# Tackle Stores



## @work (Jun 20, 2012)

The family is headed down to Pensacola in mid-August for several days. Can you guys recommend some good tackle stores in the Pensacola area that carry a good supply of inshore tackle?


----------



## coolbluestreak (Jun 27, 2011)

Outcast comes to mind.


----------



## FishWalton (Jul 22, 2010)

Outcast is a good one. Another is Academy on David Hwy just off I-10.....they have a pretty good fishing stock.


----------



## Hopin4aboat (Jul 5, 2009)

Hot spots in gulf breeze or outcast in warrington depending on where your staying. If your looking for customer service by all means stay away from gulf breeze bait and tackle their service is below poor.


----------



## @work (Jun 20, 2012)

We're staying at the Beach Club on P'cola Beach. Thanks for all of the info.


----------



## Hopin4aboat (Jul 5, 2009)

Hot spots just across the bridge is your best bet.


----------



## Yaksquatch (Mar 23, 2009)

Go to Hot Spots, they're on the right just a little after you get off 3-mile bridge in Gulf Breeze.

Good luck!
Alex


----------



## Magic Mike (Jun 30, 2009)

Hot Spots... no doubt


----------



## IrishBlessing (May 13, 2012)

If you are around Bayou Texar try Dizzy Lizzys. Awesome service. If Pensacola Beach/Gulf Breeze Hot Spots.


----------



## aroundthehorn (Aug 29, 2010)

Hot Spots, Dizzy Lizzys, Outcast all come to mind.
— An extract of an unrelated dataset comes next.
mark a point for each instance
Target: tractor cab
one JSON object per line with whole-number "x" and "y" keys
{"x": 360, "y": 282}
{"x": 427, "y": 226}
Gulf Breeze Bait and Tackle is an ongoing debate on here re: service and prices.


----------



## FishWalton (Jul 22, 2010)

Yep, Dizzy Lizzy is a good one, forgot about that one. I live in De Funiak. All of these are good for quality and talking tips if needed. Academy is good for price but not much on tips.


----------



## Flatspro (Oct 3, 2007)

Wirelessly posted

Hot spots!!!


----------



## dantheman1 (Apr 28, 2008)

For tackle and artificials academy has better prices than the local tackle shops.


----------



## shakenbake (Feb 21, 2011)

Hopin4aboat, I dont know where you re coming from with the comments on GBBT. They help me beyond belief, are very nice, cut deals, and are all about customer service. I know Victor personally and he helps everyone in ever way he can as well as the rest of the staff. They have been helping people in this area for over 30 years.


----------



## Instant Karma (Oct 9, 2007)

dantheman1 said:


> For tackle and artificials academy has better prices than the local tackle shops.



Support your local shop! Price is not everything.


----------



## Mudigger (Aug 5, 2011)

Hot Spots although the salty character of Gulf Breeze Bait and Tackle reminds me of Oscar Madison in the "The Odd Couple."


----------